Classifying Urban sounds using Deep Learning

1 Data Exploration and Visualisation

UrbanSound dataset

I will use a dataset called Urbansound8K for this project. The dataset contains 8732 sound excerpts (<=4s) of urban sounds in10 classes, which are:

  • Air Conditioner
  • Car Horn
  • Children Playing
  • Dog bark
  • Drilling
  • Engine Idling
  • Gun Shot
  • Jackhammer
  • Siren
  • Street Music

This metadata contains a unique ID for each sound excerpt along with it's given class name.

A sample of this dataset is included with the accompanying git repo and the full dataset can be access from here.

Audio sample file data overview

Used sound are digital audio files in .wav format.

Sound waves are digitised by sampling them at discrete intervals known as the sampling rate.

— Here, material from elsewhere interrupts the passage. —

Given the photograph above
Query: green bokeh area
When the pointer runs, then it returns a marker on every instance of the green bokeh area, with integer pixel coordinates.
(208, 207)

The bit depth determines how detailed the sample will be also known as the dynamic range of the signal (typically 16bit which means a sample can range from 65,536 amplitude values).

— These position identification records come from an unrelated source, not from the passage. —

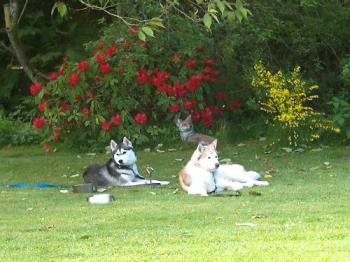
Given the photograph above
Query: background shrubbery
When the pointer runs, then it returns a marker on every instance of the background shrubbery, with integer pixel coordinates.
(312, 34)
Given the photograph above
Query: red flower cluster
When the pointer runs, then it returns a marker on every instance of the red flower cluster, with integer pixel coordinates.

Therefore, the data we will be analysing for each sound excerpts is essentially a one dimensional array or vector of amplitude values.

Analysing audio data

For audio analysis, we will be using the following libraries:

1. IPython.display.Audio

This allows us to play audio directly in the Jupyter Notebook.

2. Librosa

librosa is a Python package for music and audio processing by Brian McFee and will allow us to load audio in our notebook as a numpy array for analysis and manipulation.

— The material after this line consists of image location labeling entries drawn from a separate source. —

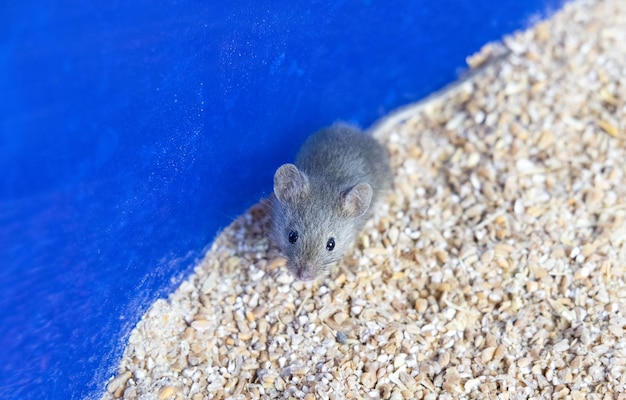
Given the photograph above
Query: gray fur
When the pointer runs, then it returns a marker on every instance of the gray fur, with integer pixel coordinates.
(338, 174)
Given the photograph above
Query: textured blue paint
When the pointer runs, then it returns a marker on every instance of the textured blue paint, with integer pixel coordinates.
(131, 131)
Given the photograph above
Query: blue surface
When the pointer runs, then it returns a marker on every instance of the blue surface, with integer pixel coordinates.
(130, 132)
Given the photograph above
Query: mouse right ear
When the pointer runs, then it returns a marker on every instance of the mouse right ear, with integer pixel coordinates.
(290, 183)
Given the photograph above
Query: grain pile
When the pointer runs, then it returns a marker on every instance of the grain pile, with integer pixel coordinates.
(496, 268)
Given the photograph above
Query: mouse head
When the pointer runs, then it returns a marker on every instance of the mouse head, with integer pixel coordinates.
(314, 223)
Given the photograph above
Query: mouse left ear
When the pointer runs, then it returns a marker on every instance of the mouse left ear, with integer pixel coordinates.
(290, 184)
(356, 200)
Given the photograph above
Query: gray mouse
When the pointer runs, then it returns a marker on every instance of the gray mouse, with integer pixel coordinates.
(321, 203)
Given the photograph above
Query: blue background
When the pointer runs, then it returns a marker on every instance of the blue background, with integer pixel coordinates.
(130, 132)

You may need to install librosa using pip as follows:

pip install librosa

Auditory inspection

I will use IPython.display.Audio to play the audio files so we can inspect aurally.

In [1]:
import IPython.display as ipd

ipd.Audio('../UrbanSound Dataset sample/audio/100032-3-0-0.wav')
Out[1]:

Visual inspection

I will load a sample from each class and visually inspect the data for any patterns. I will use librosa to load the audio file into an array then librosa.display and matplotlib to display the waveform.

In [2]:
# Load imports

import IPython.display as ipd
import librosa
import librosa.display
import matplotlib.pyplot as plt
In [3]:
# Class: Air Conditioner

filename = '../UrbanSound Dataset sample/audio/100852-0-0-0.wav'
plt.figure(figsize=(12,4))
data,sample_rate = librosa.load(filename)
_ = librosa.display.waveplot(data,sr=sample_rate)
ipd.Audio(filename)
Out[3]:
In [4]:
# Class: Car horn 

filename = '../UrbanSound Dataset sample/audio/100648-1-0-0.wav'
plt.figure(figsize=(12,4))
data,sample_rate = librosa.load(filename)
_ = librosa.display.waveplot(data,sr=sample_rate)
ipd.Audio(filename)
Out[4]:
In [5]:
# Class: Children playing 

filename = '../UrbanSound Dataset sample/audio/100263-2-0-117.wav'
plt.figure(figsize=(12,4))
data,sample_rate = librosa.load(filename)
_ = librosa.display.waveplot(data,sr=sample_rate)
ipd.Audio(filename)
Out[5]:
In [6]:
# Class: Dog bark

filename = '../UrbanSound Dataset sample/audio/100032-3-0-0.wav'
plt.figure(figsize=(12,4))
data,sample_rate = librosa.load(filename)
_ = librosa.display.waveplot(data,sr=sample_rate)
ipd.Audio(filename)
Out[6]:
In [7]:
# Class: Drilling

filename = '../UrbanSound Dataset sample/audio/103199-4-0-0.wav'
plt.figure(figsize=(12,4))
data,sample_rate = librosa.load(filename)
_ = librosa.display.waveplot(data,sr=sample_rate)
ipd.Audio(filename)
Out[7]:
In [8]:
# Class: Engine Idling 

filename = '../UrbanSound Dataset sample/audio/102857-5-0-0.wav'
plt.figure(figsize=(12,4))
data,sample_rate = librosa.load(filename)
_ = librosa.display.waveplot(data,sr=sample_rate)
ipd.Audio(filename)
Out[8]:
In [9]:
# Class: Gunshot

filename = '../UrbanSound Dataset sample/audio/102305-6-0-0.wav'
plt.figure(figsize=(12,4))
data,sample_rate = librosa.load(filename)
_ = librosa.display.waveplot(data,sr=sample_rate)
ipd.Audio(filename)
Out[9]:
In [10]:
# Class: Jackhammer

filename = '../UrbanSound Dataset sample/audio/103074-7-0-0.wav'
plt.figure(figsize=(12,4))
data,sample_rate = librosa.load(filename)
_ = librosa.display.waveplot(data,sr=sample_rate)
ipd.Audio(filename)
Out[10]:
In [11]:
# Class: Siren

filename = '../UrbanSound Dataset sample/audio/102853-8-0-0.wav'
plt.figure(figsize=(12,4))
data,sample_rate = librosa.load(filename)
_ = librosa.display.waveplot(data,sr=sample_rate)
ipd.Audio(filename)
Out[11]:
In [12]:
# Class: Street music

filename = '../UrbanSound Dataset sample/audio/101848-9-0-0.wav'
plt.figure(figsize=(12,4))
data,sample_rate = librosa.load(filename)
_ = librosa.display.waveplot(data,sr=sample_rate)
ipd.Audio(filename)
Out[12]:

Observations

From a visual inspection we can see that it is tricky to visualise the difference between some of the classes.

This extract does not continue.